CAMPAIGN ANALYSIS

一番くじ「ナルミヤキャラクターズ」Xキャンペーン分析:24時間で1,899件の拡散と337件のハッシュタグ投稿

投稿 2026.08.02 2026.08.04 公開 Social Report編集部

累計リポスト

1,787

インプレッション

223,703

いいね

759

2026年8月3日の朝、一番くじ(BANDAI SPIRITS)が「ナルミヤキャラクターズ ~あの頃のときめきメモリーズ~」のXキャンペーンを告知しました。
最初の24時間で1,899件の拡散が発生し、それとは別に337件のハッシュタグ投稿が生まれています。
平成期のキャラクターを題材にした企画が、リポストと自作投稿の二本立てでどう動いたのかを、時間別のデータで追いました。

キャンペーン概要

対象は8月8日から順次発売される「一番くじ ナルミヤキャラクターズ ~あの頃のときめきメモリーズ~」です。
1回730円(税込)で、A賞からI賞にラストワン賞を加えた全10等級。
ファミリーマート・書店・ホビーショップ・一番くじ公式ショップなどで取り扱われます。

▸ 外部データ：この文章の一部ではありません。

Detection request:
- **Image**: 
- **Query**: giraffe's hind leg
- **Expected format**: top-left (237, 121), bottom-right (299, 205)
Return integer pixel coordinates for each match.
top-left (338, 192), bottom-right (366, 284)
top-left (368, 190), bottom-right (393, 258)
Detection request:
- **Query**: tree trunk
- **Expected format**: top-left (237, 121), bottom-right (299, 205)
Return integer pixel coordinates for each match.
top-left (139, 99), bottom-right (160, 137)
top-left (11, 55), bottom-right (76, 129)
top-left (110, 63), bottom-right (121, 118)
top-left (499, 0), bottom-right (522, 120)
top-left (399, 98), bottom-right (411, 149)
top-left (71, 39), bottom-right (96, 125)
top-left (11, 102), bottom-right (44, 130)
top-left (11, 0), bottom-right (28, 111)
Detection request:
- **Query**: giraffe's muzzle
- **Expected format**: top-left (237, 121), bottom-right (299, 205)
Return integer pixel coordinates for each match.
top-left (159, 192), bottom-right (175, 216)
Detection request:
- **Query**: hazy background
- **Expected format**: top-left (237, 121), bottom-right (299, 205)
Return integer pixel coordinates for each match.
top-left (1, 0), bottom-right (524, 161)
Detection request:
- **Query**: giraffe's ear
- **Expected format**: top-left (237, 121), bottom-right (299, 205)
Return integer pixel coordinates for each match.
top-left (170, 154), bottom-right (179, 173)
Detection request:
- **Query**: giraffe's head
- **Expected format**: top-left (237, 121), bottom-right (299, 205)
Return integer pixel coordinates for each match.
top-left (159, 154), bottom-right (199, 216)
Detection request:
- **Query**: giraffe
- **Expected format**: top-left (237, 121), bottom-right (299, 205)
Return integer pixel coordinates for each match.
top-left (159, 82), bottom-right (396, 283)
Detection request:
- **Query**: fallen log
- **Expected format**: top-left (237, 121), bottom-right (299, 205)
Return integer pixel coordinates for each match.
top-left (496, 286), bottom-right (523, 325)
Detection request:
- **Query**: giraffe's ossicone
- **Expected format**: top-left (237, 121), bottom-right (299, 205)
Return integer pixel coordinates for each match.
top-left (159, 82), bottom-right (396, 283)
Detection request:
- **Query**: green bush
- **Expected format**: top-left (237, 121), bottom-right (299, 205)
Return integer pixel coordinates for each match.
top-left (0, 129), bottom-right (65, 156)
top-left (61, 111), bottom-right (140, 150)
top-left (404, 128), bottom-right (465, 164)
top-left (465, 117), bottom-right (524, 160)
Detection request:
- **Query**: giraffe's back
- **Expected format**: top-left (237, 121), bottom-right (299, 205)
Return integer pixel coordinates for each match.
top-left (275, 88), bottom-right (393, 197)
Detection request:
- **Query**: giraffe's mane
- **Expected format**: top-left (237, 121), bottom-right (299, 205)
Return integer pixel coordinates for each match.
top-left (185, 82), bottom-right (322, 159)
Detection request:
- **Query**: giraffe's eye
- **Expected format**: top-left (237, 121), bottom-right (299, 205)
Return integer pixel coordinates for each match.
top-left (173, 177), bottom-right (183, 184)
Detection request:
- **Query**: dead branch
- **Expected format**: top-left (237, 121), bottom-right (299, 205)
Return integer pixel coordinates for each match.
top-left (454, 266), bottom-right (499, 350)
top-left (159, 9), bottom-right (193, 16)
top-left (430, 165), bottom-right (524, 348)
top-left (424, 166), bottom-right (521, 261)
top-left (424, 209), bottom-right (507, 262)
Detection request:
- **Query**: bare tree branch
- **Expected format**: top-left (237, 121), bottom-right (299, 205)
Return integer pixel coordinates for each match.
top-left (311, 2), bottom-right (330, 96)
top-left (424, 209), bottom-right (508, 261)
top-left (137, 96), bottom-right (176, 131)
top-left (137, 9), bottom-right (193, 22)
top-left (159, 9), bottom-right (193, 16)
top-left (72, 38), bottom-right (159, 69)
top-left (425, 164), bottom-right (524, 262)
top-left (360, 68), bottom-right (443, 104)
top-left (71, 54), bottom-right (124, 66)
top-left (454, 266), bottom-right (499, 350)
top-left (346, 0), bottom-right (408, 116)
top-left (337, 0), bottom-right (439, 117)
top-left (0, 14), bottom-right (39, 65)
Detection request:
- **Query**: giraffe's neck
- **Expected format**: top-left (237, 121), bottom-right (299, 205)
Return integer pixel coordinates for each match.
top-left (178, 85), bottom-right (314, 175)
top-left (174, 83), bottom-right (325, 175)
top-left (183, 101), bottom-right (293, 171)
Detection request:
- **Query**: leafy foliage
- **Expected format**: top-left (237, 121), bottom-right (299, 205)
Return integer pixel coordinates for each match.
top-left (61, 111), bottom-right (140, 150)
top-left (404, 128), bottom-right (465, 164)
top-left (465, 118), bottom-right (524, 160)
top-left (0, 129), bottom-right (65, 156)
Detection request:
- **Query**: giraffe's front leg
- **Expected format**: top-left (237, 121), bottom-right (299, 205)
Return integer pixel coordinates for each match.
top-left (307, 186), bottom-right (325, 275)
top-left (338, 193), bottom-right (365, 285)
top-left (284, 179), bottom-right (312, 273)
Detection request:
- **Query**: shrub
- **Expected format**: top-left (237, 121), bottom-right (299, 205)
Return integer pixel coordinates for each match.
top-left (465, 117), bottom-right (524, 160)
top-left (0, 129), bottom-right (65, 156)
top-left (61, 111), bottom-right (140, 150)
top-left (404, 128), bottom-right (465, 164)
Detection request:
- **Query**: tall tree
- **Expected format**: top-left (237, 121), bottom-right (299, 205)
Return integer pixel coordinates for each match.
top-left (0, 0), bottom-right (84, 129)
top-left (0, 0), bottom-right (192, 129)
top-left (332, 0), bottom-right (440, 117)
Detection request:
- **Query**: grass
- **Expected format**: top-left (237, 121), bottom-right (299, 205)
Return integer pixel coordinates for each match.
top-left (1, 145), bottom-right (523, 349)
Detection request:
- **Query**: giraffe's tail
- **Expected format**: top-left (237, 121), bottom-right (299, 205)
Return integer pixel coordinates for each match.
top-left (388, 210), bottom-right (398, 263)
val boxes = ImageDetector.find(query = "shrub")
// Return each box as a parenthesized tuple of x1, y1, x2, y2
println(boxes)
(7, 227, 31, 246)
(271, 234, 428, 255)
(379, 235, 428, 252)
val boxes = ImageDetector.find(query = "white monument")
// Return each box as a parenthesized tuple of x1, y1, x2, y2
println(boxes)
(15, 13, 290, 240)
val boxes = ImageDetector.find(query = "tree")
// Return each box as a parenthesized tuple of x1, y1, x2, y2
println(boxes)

題材は、1990年代から2000年代前半に小学校高学年から中学生の女子を中心に広がったナルミヤ・インターナショナルのキャラクターたちです。
メゾピアノの「ベリエちゃん」、エンジェルブルーの「ナカムラくん」といった顔ぶれで、A賞のホールケーキ小物入れ、B賞・C賞のマスコットチャームなど、当時のデザインの記憶を呼び起こすラインナップが並びます。
近年の平成レトロの盛り上がりと、当時の購買層がいま可処分所得を持つ大人になっているという二つの流れが重なるタイミングでの企画です。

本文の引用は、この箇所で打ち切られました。